Using a full Rails stack for that kind of intensity isn't really practical, nor necessary. It would be much better to build a very thin Rack layer that handles the voting by making direct DB calls, skipping even an ORM, basically being a wrapper around an
INSERT statement. This is something Sinatra and Sequel, which serves as an efficient query generator, might help with.
You should also be sure to tune your database properly, plus run many load tests against it to be sure it performs as expected, with a healthy margin for higher loading.
Making 10,000 DB calls in a minute isn't a big deal, each call will take only a fraction of a millisecond on a properly tuned stack. Memcached could offer higher performance especially if the results are not intended to be permanent. Memcached has an atomic increment operator which is exactly what you're looking for when simply tabulating votes. Redis is also a very capable temporary store.

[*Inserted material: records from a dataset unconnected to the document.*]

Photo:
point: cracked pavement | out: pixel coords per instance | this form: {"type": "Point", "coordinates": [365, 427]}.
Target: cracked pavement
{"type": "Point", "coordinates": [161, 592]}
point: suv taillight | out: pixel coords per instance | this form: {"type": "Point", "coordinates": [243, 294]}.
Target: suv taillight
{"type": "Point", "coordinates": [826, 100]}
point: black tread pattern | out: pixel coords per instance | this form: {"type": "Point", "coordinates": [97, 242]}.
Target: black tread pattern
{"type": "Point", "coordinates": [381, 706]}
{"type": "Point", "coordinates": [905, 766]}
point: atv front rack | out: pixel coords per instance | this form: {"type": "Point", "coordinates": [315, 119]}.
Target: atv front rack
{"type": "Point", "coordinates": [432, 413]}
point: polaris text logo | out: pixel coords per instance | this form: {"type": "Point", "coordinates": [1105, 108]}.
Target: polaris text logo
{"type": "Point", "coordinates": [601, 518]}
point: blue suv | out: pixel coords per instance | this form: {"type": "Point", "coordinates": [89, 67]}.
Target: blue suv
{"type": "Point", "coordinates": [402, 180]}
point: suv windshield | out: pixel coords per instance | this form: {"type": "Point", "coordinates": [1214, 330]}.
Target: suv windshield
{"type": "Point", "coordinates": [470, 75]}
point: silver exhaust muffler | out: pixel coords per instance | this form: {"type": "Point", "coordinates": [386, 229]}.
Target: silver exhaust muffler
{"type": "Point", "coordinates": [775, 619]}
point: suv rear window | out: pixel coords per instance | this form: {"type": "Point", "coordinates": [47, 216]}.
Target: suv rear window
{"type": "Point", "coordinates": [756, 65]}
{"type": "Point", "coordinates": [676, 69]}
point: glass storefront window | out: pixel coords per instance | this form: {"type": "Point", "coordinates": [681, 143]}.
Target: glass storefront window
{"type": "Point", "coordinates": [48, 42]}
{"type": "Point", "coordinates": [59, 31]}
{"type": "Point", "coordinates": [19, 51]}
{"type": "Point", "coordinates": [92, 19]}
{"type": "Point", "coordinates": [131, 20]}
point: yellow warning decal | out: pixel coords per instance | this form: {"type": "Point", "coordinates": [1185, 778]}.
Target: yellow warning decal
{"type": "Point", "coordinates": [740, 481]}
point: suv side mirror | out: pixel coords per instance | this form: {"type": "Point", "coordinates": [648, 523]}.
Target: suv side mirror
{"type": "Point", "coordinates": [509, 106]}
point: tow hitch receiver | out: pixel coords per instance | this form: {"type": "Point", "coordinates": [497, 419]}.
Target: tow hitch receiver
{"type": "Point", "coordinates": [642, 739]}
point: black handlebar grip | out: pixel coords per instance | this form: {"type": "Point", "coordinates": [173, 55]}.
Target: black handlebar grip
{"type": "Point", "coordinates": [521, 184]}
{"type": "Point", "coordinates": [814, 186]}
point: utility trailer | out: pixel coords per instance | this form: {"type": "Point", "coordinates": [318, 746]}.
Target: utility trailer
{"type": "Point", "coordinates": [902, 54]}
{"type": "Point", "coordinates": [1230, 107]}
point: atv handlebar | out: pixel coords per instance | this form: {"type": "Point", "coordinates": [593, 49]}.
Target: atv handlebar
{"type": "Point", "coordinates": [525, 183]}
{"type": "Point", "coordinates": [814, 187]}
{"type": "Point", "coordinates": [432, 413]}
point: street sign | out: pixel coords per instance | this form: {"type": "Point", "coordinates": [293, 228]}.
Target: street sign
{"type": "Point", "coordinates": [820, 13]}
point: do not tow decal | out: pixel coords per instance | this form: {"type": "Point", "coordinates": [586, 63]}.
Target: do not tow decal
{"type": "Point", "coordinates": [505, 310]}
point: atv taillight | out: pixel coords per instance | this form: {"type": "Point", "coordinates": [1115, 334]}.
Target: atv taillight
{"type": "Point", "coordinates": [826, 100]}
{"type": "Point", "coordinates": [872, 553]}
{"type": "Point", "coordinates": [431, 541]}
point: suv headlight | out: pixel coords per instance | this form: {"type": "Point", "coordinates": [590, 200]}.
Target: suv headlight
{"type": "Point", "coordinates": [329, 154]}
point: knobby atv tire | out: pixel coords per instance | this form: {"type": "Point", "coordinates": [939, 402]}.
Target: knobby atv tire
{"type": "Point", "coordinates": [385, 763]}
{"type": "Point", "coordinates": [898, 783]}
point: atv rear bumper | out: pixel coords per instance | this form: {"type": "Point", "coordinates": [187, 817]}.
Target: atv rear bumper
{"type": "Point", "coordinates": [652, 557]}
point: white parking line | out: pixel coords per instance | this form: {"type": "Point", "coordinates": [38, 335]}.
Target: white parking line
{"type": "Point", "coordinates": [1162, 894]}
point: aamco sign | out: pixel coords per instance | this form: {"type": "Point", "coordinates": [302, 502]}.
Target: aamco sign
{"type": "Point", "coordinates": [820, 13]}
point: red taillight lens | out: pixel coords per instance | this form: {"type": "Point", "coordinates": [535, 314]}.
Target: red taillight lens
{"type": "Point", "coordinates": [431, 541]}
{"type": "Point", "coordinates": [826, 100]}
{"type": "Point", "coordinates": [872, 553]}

10,000 operations in a minute is easily achievable even on modest hardware using a specialized server processes without the overhead of a full DB stack.
You will just have to be sure that your scope is very well defined so you can test and heavily abuse your implementation prior to deploying it.
Since what you're describing is, at the very core, something equivalent to a hash lookup, the essential code is simply:
contest = @contest[contest_id]
contest[:voted][ip] = true
contest[:votes][entry_id] += 1
Running this several hundred thousand times in a second is entirely practical, so the only overhead would be wrapping a JSON layer around it.